🤖 AI Summary
To address the high latency and computational overhead of frame-based camera road segmentation in autonomous driving, this paper proposes an unsupervised semantic segmentation method tailored for event cameras. To overcome the scarcity of event data annotations and reliance on cross-modal pretraining, we introduce the first self-supervised contrastive learning framework specifically designed for the event domain, augmented with a probabilistic attention mechanism to model spatiotemporal uncertainty inherent in event streams.

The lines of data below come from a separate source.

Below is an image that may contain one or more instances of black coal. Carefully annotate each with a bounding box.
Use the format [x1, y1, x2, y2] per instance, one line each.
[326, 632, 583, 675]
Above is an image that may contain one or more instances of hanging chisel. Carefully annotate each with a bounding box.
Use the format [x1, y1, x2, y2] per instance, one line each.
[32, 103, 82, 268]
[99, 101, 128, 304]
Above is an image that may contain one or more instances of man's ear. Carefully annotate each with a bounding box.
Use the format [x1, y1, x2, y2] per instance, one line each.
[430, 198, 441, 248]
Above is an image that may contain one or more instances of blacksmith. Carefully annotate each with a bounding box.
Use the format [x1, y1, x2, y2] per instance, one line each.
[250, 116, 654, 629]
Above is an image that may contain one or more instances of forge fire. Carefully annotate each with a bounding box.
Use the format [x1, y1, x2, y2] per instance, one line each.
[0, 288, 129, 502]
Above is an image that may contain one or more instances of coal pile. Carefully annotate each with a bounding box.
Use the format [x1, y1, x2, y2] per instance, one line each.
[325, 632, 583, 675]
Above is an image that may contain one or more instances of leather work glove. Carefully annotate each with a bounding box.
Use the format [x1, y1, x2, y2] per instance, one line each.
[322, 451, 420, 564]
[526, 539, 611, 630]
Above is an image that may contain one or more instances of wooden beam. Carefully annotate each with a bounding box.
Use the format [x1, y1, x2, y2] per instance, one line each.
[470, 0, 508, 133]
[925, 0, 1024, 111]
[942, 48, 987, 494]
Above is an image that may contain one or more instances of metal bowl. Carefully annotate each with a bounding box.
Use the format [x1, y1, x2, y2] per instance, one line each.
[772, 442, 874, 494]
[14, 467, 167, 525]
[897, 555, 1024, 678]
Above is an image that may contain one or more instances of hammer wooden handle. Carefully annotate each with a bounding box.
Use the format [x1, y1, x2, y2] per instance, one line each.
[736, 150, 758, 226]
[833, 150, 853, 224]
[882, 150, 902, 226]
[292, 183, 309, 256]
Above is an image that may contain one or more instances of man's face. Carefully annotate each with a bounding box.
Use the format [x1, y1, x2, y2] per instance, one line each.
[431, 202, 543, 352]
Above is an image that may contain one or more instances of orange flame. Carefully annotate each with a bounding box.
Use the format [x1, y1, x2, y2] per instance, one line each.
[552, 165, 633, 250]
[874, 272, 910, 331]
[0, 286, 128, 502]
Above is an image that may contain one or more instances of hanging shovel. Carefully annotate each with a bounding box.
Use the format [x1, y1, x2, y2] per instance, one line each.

Our method requires neither RGB images nor pretrained weights, achieving efficient road region segmentation solely from sparse asynchronous events. Evaluated on DSEC-Semantic and DDD17 benchmarks, it attains state-of-the-art performance using minimal supervision (<0.1% pixel-level labels), significantly improving both segmentation accuracy and real-time inference capability—fully leveraging the event camera’s advantages of ultra-low power consumption and microsecond-level latency.
📝 Abstract
Road segmentation is pivotal for autonomous vehicles, yet achieving low latency and low compute solutions using frame based cameras remains a challenge. Event cameras offer a promising alternative. To leverage their low power sensing, we introduce EventSSEG, a method for road segmentation that uses event only computing and a probabilistic attention mechanism. Event only computing poses a challenge in transferring pretrained weights from the conventional camera domain, requiring abundant labeled data, which is scarce. To overcome this, EventSSEG employs event-based self supervised learning, eliminating the need for extensive labeled data. Experiments on DSEC-Semantic and DDD17 show that EventSSEG achieves state of the art performance with minimal labeled events. This approach maximizes event cameras capabilities and addresses the lack of labeled events.